I’m finally out and about again exploring some new bands. My find of the moment is the Mountain Goats — a “group” that seems largely the work of one guy and his pals, though the current album, “We Shall All Be Healed,” features a band on many tracks. John Darnielle sings in an adenoidal clip — as if you took the voices of either of the Johns from They Might Be Giants and stre-e-e-tched it high and wide. The full-band tracks take tried-and-true Velvet Underground riffs and layer sharp, angry poetry over them, half spiritual yearning and half cold-water-in-the-face reality. The solo acoustic tracks push that poetry at you without the rhythm section’s consolation, in simple threadbare grace. (One song, “Mole,” begins, “I came to see you up there in intensive care — they had handcuffed you to your bed,” with the narrator repeating the chorus: “I am a mole, sticking his head above the surface of the earth.”) Sacred and mundane get thrown together even in the song titles, like “Palmcorder Yajna,” which weds its obscure name to an almost unbearably catchy tune.

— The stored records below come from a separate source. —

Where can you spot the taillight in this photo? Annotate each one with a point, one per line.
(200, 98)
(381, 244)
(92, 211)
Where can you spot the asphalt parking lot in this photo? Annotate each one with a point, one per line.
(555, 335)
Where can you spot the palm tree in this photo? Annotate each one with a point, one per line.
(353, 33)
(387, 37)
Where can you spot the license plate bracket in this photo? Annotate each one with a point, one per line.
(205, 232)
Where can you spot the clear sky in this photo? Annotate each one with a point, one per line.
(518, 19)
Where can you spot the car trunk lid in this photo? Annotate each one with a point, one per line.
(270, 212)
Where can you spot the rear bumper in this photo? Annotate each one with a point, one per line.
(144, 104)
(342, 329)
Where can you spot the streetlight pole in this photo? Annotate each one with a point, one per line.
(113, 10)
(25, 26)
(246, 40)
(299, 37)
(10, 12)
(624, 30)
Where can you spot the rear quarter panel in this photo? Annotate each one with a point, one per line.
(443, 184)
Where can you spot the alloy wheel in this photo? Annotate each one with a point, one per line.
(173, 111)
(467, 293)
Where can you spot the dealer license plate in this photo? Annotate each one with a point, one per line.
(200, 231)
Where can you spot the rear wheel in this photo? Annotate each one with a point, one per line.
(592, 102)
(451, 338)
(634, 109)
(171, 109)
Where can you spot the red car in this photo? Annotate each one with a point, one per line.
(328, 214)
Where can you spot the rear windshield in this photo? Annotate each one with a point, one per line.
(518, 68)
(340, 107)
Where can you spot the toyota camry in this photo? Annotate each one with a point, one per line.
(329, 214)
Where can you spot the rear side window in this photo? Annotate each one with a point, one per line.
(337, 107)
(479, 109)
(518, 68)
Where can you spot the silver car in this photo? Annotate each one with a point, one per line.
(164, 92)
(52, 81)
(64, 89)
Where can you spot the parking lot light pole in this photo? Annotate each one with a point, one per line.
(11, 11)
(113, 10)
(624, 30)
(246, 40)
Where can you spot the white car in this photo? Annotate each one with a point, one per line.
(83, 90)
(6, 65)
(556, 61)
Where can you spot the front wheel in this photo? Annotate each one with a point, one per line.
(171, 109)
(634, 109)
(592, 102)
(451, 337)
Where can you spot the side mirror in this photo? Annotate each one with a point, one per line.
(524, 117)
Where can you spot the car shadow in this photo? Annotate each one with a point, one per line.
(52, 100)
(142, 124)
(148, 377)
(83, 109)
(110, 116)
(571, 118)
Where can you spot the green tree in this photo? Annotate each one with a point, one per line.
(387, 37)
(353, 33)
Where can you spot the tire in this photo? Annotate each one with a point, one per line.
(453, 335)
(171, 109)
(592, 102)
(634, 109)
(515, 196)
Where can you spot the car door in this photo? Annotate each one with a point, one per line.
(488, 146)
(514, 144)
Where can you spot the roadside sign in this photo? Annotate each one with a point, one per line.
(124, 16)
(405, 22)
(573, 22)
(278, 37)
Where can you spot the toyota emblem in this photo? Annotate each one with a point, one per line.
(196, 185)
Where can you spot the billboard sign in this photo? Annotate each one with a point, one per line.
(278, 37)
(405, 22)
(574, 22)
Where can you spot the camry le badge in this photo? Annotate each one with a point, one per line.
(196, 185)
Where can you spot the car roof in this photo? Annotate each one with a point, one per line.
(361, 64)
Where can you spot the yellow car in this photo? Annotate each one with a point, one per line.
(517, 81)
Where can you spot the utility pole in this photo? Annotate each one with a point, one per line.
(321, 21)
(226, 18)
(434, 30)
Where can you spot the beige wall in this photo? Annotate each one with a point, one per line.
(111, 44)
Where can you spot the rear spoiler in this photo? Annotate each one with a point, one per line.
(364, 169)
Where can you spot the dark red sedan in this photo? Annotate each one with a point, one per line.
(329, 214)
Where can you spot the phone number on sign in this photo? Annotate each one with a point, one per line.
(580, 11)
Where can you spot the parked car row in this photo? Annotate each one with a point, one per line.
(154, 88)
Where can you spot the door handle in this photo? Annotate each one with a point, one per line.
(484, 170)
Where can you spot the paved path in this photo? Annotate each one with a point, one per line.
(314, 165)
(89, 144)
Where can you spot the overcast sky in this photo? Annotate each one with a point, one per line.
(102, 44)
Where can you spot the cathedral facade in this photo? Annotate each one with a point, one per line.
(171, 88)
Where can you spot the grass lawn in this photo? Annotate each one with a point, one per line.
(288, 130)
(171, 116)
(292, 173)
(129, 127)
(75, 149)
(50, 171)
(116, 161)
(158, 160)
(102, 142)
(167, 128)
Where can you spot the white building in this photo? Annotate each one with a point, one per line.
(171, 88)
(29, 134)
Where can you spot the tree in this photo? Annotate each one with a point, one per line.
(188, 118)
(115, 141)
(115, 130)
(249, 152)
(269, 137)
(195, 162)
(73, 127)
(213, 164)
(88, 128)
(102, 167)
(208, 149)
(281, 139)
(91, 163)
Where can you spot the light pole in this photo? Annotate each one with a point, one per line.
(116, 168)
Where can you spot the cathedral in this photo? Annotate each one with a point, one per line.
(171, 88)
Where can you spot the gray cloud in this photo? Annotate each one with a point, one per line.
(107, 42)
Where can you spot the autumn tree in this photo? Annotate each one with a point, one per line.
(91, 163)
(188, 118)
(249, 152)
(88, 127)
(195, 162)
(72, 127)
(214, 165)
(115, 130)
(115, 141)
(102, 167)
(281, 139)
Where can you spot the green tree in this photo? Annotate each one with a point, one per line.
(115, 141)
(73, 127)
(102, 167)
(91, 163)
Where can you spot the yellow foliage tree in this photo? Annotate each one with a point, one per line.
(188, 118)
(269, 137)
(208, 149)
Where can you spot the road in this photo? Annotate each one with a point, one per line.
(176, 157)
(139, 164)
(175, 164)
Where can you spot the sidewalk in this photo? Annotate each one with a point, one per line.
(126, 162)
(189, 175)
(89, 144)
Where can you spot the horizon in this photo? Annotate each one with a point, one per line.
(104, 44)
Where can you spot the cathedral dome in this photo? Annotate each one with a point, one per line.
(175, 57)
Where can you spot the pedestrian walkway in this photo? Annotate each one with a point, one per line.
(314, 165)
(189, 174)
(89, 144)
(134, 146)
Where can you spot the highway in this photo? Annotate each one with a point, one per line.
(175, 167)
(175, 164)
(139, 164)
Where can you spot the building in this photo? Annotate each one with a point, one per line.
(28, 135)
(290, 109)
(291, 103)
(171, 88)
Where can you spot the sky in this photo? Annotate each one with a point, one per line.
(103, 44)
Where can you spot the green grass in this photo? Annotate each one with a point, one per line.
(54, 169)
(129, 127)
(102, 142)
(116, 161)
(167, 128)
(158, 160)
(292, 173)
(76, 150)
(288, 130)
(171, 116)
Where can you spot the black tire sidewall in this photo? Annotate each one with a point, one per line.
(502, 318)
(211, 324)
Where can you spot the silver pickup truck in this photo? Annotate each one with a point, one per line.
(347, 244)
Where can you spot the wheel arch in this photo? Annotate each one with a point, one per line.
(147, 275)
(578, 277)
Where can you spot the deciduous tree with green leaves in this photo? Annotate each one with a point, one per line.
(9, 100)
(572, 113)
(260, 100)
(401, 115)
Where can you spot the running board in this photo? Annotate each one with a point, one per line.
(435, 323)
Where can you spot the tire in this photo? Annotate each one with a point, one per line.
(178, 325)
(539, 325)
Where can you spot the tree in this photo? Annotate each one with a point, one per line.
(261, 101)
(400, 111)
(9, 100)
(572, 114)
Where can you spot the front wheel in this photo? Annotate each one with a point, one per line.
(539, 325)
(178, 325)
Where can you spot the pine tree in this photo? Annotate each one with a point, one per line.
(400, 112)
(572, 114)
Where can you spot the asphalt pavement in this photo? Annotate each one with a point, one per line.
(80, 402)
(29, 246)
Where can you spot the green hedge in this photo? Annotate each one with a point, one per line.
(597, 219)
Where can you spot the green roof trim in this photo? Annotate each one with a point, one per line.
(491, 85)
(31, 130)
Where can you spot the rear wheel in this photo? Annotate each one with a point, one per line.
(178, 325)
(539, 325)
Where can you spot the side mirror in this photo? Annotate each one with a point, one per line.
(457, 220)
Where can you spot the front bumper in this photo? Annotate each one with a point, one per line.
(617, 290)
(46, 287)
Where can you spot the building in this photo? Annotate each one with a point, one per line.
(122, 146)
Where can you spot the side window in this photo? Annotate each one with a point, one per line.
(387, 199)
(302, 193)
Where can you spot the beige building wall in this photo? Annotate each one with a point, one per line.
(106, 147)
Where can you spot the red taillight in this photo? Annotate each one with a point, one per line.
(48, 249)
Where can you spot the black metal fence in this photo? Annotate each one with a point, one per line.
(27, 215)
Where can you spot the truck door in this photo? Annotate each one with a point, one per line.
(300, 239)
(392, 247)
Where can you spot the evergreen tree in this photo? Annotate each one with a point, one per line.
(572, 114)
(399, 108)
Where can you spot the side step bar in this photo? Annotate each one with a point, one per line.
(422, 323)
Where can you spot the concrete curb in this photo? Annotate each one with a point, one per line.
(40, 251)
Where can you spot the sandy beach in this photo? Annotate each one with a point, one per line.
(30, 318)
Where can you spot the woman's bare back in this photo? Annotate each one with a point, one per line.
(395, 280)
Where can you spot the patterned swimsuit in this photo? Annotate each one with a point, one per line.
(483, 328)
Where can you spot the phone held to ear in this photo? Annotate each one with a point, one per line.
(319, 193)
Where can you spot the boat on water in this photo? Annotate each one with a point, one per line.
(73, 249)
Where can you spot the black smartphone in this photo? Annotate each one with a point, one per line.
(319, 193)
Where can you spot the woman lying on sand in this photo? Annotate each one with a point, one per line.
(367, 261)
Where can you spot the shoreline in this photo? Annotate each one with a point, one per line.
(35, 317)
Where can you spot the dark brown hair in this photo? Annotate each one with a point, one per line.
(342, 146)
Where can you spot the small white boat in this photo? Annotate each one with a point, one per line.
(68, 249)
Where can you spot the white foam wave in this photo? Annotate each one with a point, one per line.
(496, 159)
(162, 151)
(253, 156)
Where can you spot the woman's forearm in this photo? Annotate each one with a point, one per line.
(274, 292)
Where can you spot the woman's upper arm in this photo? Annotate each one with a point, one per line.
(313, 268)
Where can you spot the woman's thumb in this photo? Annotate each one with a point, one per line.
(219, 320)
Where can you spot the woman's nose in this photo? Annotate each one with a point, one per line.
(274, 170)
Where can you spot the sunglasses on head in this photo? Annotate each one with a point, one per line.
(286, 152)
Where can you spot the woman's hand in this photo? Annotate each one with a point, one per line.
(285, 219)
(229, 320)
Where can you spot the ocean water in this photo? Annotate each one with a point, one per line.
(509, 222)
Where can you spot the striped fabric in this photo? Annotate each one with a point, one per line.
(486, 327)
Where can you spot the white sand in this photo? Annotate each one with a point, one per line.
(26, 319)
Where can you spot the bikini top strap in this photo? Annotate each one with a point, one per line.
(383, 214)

Now I need to go explore the rest of the Mountain Goats catalogue, which, from what I’ve read, seems to feature a lot of solo-acoustic recordings made on a whirring boombox in a bathroom. If they’re half as good as “We Shall All Be Healed,” I’ll be happy.
Bonus find: If you loved the Feelies as I did, you’ll be glad to know that you can now get specially custom burned CDs of Feelies spin-off band Yung Wu’s solo full-length effort, “Shore Leave,” here. Different vocalist, same great guitars — and cool covers of Brian Eno obscurity “Big Day” (that bouncy song about Peru from his collaboration with Phil Manzanera) and Neil Young classic “Powderfinger.”
UPDATE: “Palmcorder Yajna” appears to be available as a free download on Amazon. Beware — it’s one of those songs that plants itself in your brain and stays there.